Lo seguí hasta el fondo del corredor donde se abría una enorme bodega, muy similar a un hangar de avionetas, en medio de la cual sólo había una máquina que de lejos se me pareció a un elefante sentado, lleno de postes y cuerdas en movimiento.
-Por ahora solo tenemos esta máquina, pero ya hay siete más en camino.
-¿Entonces no usan las que vi primero?
-Esas son para financiar el proyecto; papelería por encargo para oficinas. Nuestro verdadero producto necesita de máquinas capaces de crear lenguaje.
De pronto, el cantante de vallenatos se me reveló como algo que no pude descifrar. Quise preguntarle a qué se refería con “máquinas capaces de crear lenguaje”, pero me contuve.
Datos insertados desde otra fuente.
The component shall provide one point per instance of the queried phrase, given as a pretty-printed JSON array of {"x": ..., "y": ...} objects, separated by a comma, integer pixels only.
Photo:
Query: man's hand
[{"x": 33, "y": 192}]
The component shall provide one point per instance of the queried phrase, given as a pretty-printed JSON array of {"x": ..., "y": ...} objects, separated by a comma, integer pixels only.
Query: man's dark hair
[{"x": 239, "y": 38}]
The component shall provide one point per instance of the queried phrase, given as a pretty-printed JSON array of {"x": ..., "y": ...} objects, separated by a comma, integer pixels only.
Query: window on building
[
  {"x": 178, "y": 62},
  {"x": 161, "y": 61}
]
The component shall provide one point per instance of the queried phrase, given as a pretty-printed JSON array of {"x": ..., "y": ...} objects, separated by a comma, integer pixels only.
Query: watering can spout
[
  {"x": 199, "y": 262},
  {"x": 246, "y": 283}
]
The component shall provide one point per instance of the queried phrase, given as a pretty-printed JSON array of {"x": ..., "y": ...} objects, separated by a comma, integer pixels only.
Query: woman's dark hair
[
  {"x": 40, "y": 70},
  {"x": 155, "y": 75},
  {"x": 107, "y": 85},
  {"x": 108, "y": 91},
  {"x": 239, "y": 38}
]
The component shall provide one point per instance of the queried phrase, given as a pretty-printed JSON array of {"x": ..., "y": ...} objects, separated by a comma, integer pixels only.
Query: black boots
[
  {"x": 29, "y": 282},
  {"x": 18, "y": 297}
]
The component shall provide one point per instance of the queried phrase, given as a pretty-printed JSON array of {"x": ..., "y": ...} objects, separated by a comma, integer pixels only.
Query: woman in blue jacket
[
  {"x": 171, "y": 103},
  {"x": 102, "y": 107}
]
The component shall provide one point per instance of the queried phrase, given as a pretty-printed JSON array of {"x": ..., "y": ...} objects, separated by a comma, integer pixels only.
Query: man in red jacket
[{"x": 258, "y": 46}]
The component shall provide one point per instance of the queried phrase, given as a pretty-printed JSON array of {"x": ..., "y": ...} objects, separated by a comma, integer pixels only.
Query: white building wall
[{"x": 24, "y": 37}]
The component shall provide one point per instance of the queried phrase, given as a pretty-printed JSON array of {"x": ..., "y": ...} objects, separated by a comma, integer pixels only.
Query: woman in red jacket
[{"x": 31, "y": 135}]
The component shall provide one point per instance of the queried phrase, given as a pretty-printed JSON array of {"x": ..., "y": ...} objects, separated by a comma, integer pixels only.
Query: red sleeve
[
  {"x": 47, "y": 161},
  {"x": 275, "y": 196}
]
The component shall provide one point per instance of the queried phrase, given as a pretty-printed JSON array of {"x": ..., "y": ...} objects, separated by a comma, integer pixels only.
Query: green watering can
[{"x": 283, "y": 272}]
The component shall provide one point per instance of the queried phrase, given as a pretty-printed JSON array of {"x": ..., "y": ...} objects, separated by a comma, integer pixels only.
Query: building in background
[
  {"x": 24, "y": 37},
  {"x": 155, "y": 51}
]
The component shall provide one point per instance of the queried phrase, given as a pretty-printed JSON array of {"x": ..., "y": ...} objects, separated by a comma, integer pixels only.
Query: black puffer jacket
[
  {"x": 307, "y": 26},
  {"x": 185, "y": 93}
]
-¿Y de dónde las traen? –le pregunté mientras observaba los curiosos engranajes y piezas que conformaban al extraño elefante. Al observar más de cerca comprendí que se trataba de una imprenta mecánica con cientos de rodillos que movían una cinta de papel muy ancha y extensa a gran velocidad, en una especie de laberinto sin principio ni fin. El intrincado ramaje alrededor de la criatura estaba conformado por algo así como enormes máquinas de tatuar que se movían sobre la cinta de papel. Me pareció que la enorme bestia tatuaba sus propias entrañas. Giré hacia donde estaba el tipo, pero me hallé totalmente sola. El estruendo sincopado de la máquina hacía que el espacio se sintiera aún más grande y luminoso. Metí la mano en mi bolso para sacar el celular y hacer un registro de todo, pero no lo encontré. Tragué saliva y miré alrededor en busca de una salida. De pronto, la máquina dejó de funcionar y arrojó una calcomanía brillante que chasqueó en el suelo. En el fondo de la bodega se abrió una puerta. Me apresuré a recoger la calcomanía y caminé hacia la puerta. Sentí ganas de correr, pero era como en esas películas en donde los gringos intercambian espías con el enemigo en un puente muy largo o en medio de un desierto: “no mires hacia atrás y no corras; una docena de armas te apuntan desde ambos lados”. Finalmente crucé la puerta, que se cerró a mis espaldas con un golpe seco. Solté un alarido y corrí un par de metros. Luego me di vuelta. El edificio se extendía a todo lo alto y ancho como una pared de cinc.